Frieden! Wie?

Chancen und Hindernisse im Zusammenleben von Angehörigen verschiedener Religionen im Nahen Osten – Erhellende Einblicke von Dr. Uwe Gräbe im Café Vielfalt

Die Chance, aus erster Hand eine Einschätzung der Krisenregion im Nahen Osten zu erhalten, nahmen rund 30 Besucher*innen im Café Vielfalt wahr. Dr. Uwe Gräbe kennt den Nahen Osten seit 30 Jahren aus eigener Anschauung und war von 2006 bis 2012 Propst der deutschen evangelischen Gemeinde in Jerusalem. Er ist Geschäftsführer des Vereins für die Schneller Schulen im Nahen Osten.

Mit Aufnahmen aus Jerusalem, dem Libanon, Jordanien und Syrien illustrierte Gräbe die Beispiele gelingenden und nicht gelingenden Zusammenlebens verschiedener Bevölkerungs- und Religionsgemeinschaften. Zum Beispiel im Libanon und Syrien als vom Krieg traumatisierten Gesellschaften, in denen junge Männer größtenteils entweder im Krieg getötet wurden, kämpfen oder geflohen sind.

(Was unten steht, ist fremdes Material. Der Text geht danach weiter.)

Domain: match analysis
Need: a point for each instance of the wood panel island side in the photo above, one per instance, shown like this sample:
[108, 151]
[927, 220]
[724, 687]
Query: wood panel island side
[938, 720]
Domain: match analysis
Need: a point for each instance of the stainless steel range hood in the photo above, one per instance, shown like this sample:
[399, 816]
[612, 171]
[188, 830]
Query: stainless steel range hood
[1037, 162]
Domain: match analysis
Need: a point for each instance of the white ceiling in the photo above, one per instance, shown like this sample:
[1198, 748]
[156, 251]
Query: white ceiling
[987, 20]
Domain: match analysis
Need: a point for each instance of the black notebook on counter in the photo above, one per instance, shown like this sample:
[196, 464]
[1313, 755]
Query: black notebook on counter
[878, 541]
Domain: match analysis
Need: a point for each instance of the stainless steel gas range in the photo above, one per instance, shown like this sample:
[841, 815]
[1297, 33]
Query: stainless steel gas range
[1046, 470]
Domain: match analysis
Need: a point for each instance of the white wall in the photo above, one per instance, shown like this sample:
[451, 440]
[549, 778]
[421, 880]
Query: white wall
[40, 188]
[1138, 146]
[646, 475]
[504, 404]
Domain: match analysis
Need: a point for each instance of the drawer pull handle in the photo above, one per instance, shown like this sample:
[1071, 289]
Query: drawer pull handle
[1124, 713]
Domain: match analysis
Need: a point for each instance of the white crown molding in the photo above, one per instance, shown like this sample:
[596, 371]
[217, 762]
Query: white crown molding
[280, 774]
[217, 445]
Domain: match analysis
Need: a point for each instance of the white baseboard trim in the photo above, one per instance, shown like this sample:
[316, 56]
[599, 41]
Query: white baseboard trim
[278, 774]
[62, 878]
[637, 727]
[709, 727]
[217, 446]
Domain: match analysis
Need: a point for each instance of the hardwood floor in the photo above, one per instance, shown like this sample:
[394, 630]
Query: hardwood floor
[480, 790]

Gräbe stellte die im Nahen Osten oftmals strikte Trennung der Religionsgemeinschaften vor. Diese bilde sich in den Vierteln der Städte, den Gotteshäusern und in zum Teil eigener Gerichtsbarkeit ab, beispielweise im Erb- und Familienrecht. In Syrien, im Libanon und anderen Ländern des Nahen Ostens haben die religiösen Oberhäupter die Funktion, ihre Glaubensangehörigen dem Regierungsoberhaupt gegenüber loyal zu halten Jede Segmentierung habe ihren eigenen gesellschaftlichen Proporz. „ So lange diese Segmente im Gleichgewicht sind, ist es gut. Sind sie es nicht, gibt es Krieg.“

Eine Ausnahme sei Jerusalem, dort träten die Angehörigen der Glaubensgemeinschaften in einen streitbaren Dialog und rauften sich nach Phasen des gegenseitigen Fernbleibens immer wieder auch zusammen.

Ein Schlüssel zum Verständnis von Menschen, die etwa aus Syrien geflohen seien, sei es anzuerkennen, dass sie mit dem Integrationsbegriff, der hierzulande herrsche, zunächst einmal nichts anfangen könnten. „ Für die Angehörigen verschiedener Religionen gilt es in ihren Herkunftsländern als Wert, sich voneinander abzugrenzen, zu differenzieren und zu sortieren, eine Vermischung, wie sie unser Integrationsbegriff betont, ist dort kein Ideal, im Gegenteil“, so Uwe Gräbe: „Man muss erstmal verstehen, wo sie herkommen“. Deshalb sei es unklug, Menschen verschiedener Religionen nach einer traumatisierenden Flucht zusammen in Unterkünften unterzubringen. „Der Prozess der Integration nach unseren Maßstäben ist ein jahrzehntelanger“, so betonte der Referent, der selbst arabisch spricht. „Eine Annäherung kann nur im Gespräch geschehen. Religionen sind dynamische Gefüge. Die Phase der Segmentierung auch im neuen Ankunftsland muss erst einmal möglich sein zur Stabilisierung. Danach aber muss ein begleiteter Prozess aus dieser Segmentierung heraus führen“.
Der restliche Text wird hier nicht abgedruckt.